Stattdessen fasse ich die Tendenz der jüngeren Analysteneinschätzungen zusammen, wie sie typischerweise von Häusern wie Goldman Sachs, JPMorgan, Morgan Stanley oder auch der Deutschen Bank für HPE veröffentlicht werden:

  • Nach den zuletzt starken Zahlen aus dem Bereich KI-Rechenzentren und High-Performance-Computing wurde die Aktie von mehreren Häusern auf "Overweight" bzw. "Buy" eingestuft, sofern der Fokus auf dem langfristigen KI-Trend liegt.
  • Gleichzeitig gibt es einige Analysten mit einer eher neutralen Einstufung ("Hold"), die argumentieren, dass ein Teil des KI-Optimismus bereits im Kurs eingepreist ist und Rücksetzer möglich sind.
  • Typischerweise liegen die mittelfristigen Kursziele in Research-Berichten leicht oberhalb des aktuellen Kursniveaus, was auf ein moderates, nicht spekulatives Upside hindeutet.
  • Für vorsichtigere DACH-Investoren wird HPE häufig als Ergänzung zu etablierten europäischen Tech- und Industriewerten empfohlen, nicht als alleiniger KI-Leitwert im Depot.
  • Einige Häuser weisen explizit darauf hin, dass HPE in einem Zinswende-Szenario mit fallenden Renditen von US-Staatsanleihen profitieren könnte, da Wachstums- und Tech-Titel in einem solchen Umfeld wieder stärker gesucht sind.

Was heißt das für Sie als Anleger in Deutschland, Österreich oder der Schweiz konkret?

  • Risikoprofil prüfen: HPE ist ein zyklischer Tech-Infrastrukturwert. Wer stark in defensiven DAX-Dividendenwerten oder Schweizer Pharma investiert ist, fügt mit HPE bewusst mehr Zyklik und Tech-Exposure hinzu.
  • Bewertung im Auge behalten: Vergleichen Sie Kennzahlen wie KGV, KUV und das Wachstum von Umsatz und Free Cashflow mit europäischen Technologiewerten und anderen KI-Profiteuren.
  • Währungsrisiko einkalkulieren: Der US-Dollar kann Ihre Rendite verstärken oder reduzieren.
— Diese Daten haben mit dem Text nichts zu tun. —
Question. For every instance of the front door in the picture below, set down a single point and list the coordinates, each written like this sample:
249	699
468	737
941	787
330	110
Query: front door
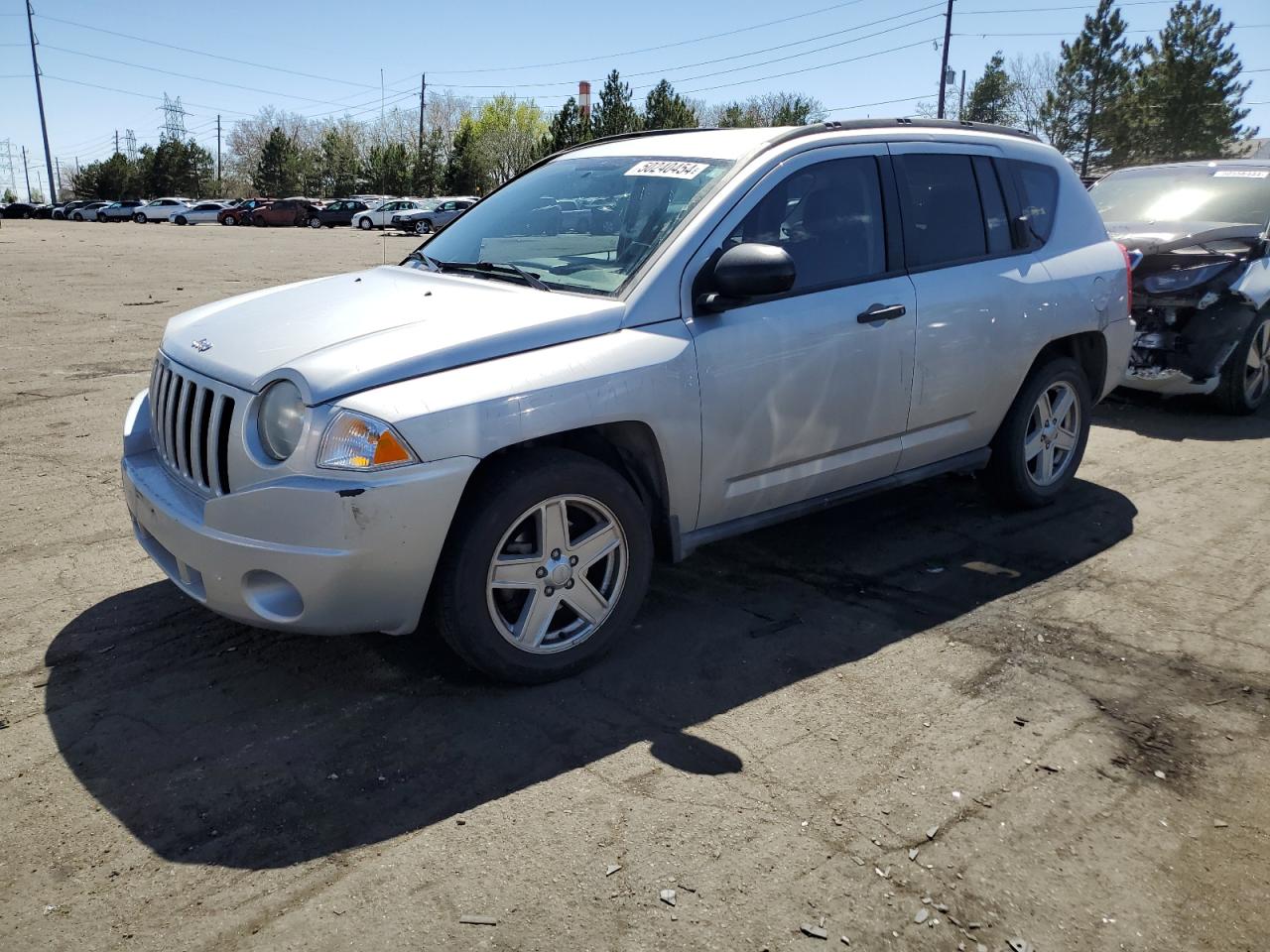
802	394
Langfristige Anleger im DACH-Raum akzeptieren dies meist als Preis für globale Diversifikation.
  • Steuerliche Effekte prüfen: Gerade bei Dividenden lohnt ein Blick auf die US-Quellensteuer und die Anrechnungsmöglichkeiten in Ihrem Wohnsitzland.
  • Strategische Rolle im Depot definieren: Sehen Sie HPE als langfristigen Basiswert im KI-Infrastruktursegment oder als taktische Beimischung, die bei Übertreibungen auch wieder reduziert wird.
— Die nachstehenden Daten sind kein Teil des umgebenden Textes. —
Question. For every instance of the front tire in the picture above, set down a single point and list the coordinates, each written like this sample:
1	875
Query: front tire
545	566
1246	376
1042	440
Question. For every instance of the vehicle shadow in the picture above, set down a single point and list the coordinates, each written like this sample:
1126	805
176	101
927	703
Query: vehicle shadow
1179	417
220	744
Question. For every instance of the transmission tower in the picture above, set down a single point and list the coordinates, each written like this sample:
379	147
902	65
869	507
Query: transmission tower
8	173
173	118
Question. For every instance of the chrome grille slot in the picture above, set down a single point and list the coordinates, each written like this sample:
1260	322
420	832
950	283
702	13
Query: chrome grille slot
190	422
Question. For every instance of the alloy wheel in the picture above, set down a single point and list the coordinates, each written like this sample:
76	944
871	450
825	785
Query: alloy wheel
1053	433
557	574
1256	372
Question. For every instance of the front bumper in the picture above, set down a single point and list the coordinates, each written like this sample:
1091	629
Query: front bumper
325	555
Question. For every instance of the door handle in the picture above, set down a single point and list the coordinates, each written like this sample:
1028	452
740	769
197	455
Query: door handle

Für Anleger, die bereits stark in deutsche oder schweizerische Industrie- und Finanzwerte investiert sind, kann die HPE Aktie eine interessante Möglichkeit sein, gezielt am globalen KI- und Cloud-Ausbau zu partizipieren, ohne ausschließlich auf hochbewertete KI-Softwarewerte zu setzen. Gleichzeitig sollten Sie bereit sein, zwischenzeitliche Volatilität auszuhalten und sich regelmäßig über neue Quartalszahlen und Analystenkommentare zu informieren.

Fazit für DACH-Anleger: HPE ist kein lautstarker KI-Zock, sondern eher ein Infrastrukturtitel, der vom gleichen Trend profitiert. Wer im deutschsprachigen Raum sein Tech-Portfolio robuster und breiter aufstellen will, findet hier eine interessante Option, sollte aber Bewertung, Zinsumfeld und Dollar-Entwicklung immer mitdenken.